I give you the numbers 1111111333399999 and tell you I’ll need you to give those numbers back to me tomorrow.

You could write down 1111111333399999 (16 digits). But you notice a pattern: I gave you seven 1’s, followed by four 3’s, followed by five 9’s. If you write down 714359 (6 digits) you can capture the same information in a much shorter form.

This is only possible because the digits I gave you aren’t completely random. There are patterns (in this case, runs of repeated digits) and your coding scheme exploits them. (This particular coding scheme is so simple and common it has a name, *run-length encoding*.)

Commonly used lossless compression formats (like zip files) use more complicated techniques that can find more complicated patterns, but the principle is the same.

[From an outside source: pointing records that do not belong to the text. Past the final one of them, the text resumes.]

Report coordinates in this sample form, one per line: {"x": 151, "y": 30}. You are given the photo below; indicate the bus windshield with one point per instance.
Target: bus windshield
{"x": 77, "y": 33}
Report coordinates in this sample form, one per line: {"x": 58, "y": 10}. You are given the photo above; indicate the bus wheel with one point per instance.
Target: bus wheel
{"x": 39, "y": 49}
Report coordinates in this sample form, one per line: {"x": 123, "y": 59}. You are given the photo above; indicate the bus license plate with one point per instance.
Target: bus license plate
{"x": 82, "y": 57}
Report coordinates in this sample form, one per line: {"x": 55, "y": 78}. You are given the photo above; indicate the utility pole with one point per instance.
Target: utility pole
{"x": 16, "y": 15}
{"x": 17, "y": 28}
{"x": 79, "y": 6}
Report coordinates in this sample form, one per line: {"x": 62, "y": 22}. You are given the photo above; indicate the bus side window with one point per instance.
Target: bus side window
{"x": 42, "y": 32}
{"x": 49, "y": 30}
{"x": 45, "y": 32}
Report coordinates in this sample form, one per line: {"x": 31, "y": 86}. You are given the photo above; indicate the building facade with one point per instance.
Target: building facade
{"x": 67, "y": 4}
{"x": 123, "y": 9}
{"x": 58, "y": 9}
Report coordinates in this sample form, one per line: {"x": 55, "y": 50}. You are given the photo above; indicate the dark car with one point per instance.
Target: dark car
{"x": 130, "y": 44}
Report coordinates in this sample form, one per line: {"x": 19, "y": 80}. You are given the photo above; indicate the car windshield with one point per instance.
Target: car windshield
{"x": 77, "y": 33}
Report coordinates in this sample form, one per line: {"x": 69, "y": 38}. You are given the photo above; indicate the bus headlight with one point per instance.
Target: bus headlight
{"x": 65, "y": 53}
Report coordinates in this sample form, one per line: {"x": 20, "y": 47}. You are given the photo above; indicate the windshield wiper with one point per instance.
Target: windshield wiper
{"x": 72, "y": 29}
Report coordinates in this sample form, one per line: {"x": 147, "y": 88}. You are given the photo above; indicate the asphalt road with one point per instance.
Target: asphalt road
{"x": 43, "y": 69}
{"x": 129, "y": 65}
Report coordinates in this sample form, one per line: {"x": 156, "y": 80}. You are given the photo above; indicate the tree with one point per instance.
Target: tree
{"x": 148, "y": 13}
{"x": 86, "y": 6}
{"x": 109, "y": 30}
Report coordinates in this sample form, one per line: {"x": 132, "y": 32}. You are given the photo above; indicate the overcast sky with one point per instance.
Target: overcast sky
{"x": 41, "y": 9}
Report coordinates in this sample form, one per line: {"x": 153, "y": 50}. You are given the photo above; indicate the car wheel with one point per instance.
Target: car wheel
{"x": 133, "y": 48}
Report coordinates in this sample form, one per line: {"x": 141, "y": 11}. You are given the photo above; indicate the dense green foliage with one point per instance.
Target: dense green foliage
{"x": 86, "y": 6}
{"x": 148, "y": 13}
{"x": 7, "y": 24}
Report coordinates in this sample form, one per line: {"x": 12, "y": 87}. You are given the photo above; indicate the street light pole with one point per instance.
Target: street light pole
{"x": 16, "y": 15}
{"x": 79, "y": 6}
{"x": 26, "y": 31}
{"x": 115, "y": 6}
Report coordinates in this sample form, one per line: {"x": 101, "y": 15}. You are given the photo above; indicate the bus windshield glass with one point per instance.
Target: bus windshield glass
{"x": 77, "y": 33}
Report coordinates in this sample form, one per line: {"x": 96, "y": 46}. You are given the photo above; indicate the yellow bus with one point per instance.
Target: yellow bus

[1] In fact, there’s an entire branch of mathematics that studies coding and compression (information theory). One of the central insights of information theory is that a totally random sequence can’t be (losslessly) compressed. You can only (losslessly) compress a sequence if it’s somewhat non-random.

No matter how a lossless compression program works internally, its outputs will on average be shorter than its inputs only if, on average, the inputs contain some kind of pattern(s) that arise more often than they “should” by random chance.

Of course all kinds of common data contains patterns; this post (like most English text) contains mostly lowercase letters, and there are lots of vowels and spaces. Some letters and many punctuation marks appear very rarely, or perhaps not at all! And it’s not just letters. Multi-letter phonemes, words, and phrases are also repeated far more often than they would be by chance.